# Why is AUD so strong so far in 2017?



## helpme (9 March 2017)

So far in 2017, AUD is the strongest currency among the major currencies against USD. Why is AUD so strong this year?


----------



## Smurf1976 (9 March 2017)

Commodity prices and our higher (relative to most other countries) interest rates would be factors.


----------



## alfredgervais16 (13 March 2017)

i agree. commodities and interest rates are the reason.however, i have read this article
*Aussie Dollar’s 2016 performance and how it affects 2017 predictions*, could this be probably another reason that it's performance last 2016 has something to do with its strength this 2017?


----------



## justgjt (4 April 2017)

Perceived weakness in the USD due to the Trump unknowness


----------



## aussiefx (13 April 2017)

What do we make of the employment figures today? Bolstered by the Trump chatter last night.


----------



## DeepState (13 April 2017)

aussiefx said:


> What do we make of the employment figures today?

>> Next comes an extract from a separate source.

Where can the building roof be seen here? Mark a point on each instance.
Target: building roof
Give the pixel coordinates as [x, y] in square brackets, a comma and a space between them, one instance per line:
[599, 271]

Bolstered by the Trump chatter last night.



Employment figures were pretty amazing given the backdrop of employment growth alomst exclusively from P/T.  Females led the charge for new F/T 2:1 to the blokes.  Interesting composition of sectors with government, construction and education/health soaking up a lot of jobs...and retail shedding quite a bit. 

Not too sure how much persistence we might see on the construction side given the search for ways to cool the market and increasingly evident apartment overhang.

Some chatter about the changes of samples, but the ABS claims this had limited impact.

Should definitely have driven the AUD up.  Trump, due to his awesomeness, was able to counter the effect of capital magnetism with a few words.  This countered his admission that China was not a currency manipulator - which is bullish USD.


----------



## Quant (13 April 2017)

And given the strength of UE data that should strengthen the chances of a rate hike moving forward , be interesting to monitor the 30 day rates next week


https://www.quandl.com/collections/futures/asx-30-day-australian-interbank-cash-rate-futures


http://www.asx.com.au/data/trt/ib_expectation_curve_graph.pdf


----------



## gartley (14 April 2017)

Just getting away from fundamentals, let me offer technical perspective to this question.  Refer to post #1249 from this thread in August 2015.
https://www.aussiestockforums.com/threads/aud-usd.3117/page-63#post-880165

That was a very powerful signal a good 6 months before that potentially the low was going to occur in January 2016. They don't come much better than that))) These don't happen very often but when they do happen need to act. 

https://invst.ly/3qrdc


----------